Second, in her appearance before the Supreme Court, Ms. Kagan wasn't necessarily delivering her own views on the First Amendment and campaign finance law; she was representing her client, the government of the United States, which was defending a law, the Bipartisan Campaign Reform Act of 2002, that had been passed by a Republican-majority Congress and signed into law by President Bush. By this line of reasoning, Theodore Olson would be unfit for the Supreme Court, because as President Bush's solicitor general, he defended the constitutionality of BCRA, also known as McCain-Feingold.
Third, it's a bit much for Republicans, having watched President Bush sign BCRA into law, now to oppose putting Elana Kagan on the court because she defended its constitutionality. It's not just the Supreme Court that has a resposibility to defend the Constitution, after all; the president himself swears an oath to do that. Abandononing constitutional principles as Bush and the Republicans did on BCRA is like abandoning free market principles as they did with TARP and the seizure of Fannie Mae.
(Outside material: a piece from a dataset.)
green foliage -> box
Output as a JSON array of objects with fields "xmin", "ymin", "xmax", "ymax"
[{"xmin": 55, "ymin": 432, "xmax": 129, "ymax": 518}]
Once you start heading down that road, it's hard to make principled arguments against others. I'm not here taking a view on whether Ms. Kagan is a good choice for the court or whether she should be confirmed. I've been a fierce opponent of McCain-Feingold and laws of its ilk for more than a decade now, so I agree with Senator McConnell and the Sun editorial that the line of reasoning expressed by Ms. Kagan is alarming. But the alarming thing to me is less Ms. Kagan than the underlying law, whose champions included not only Mr. Bush, who signed it into law, but Senator McCain, who was the 2008 Republican Party presidential nominee.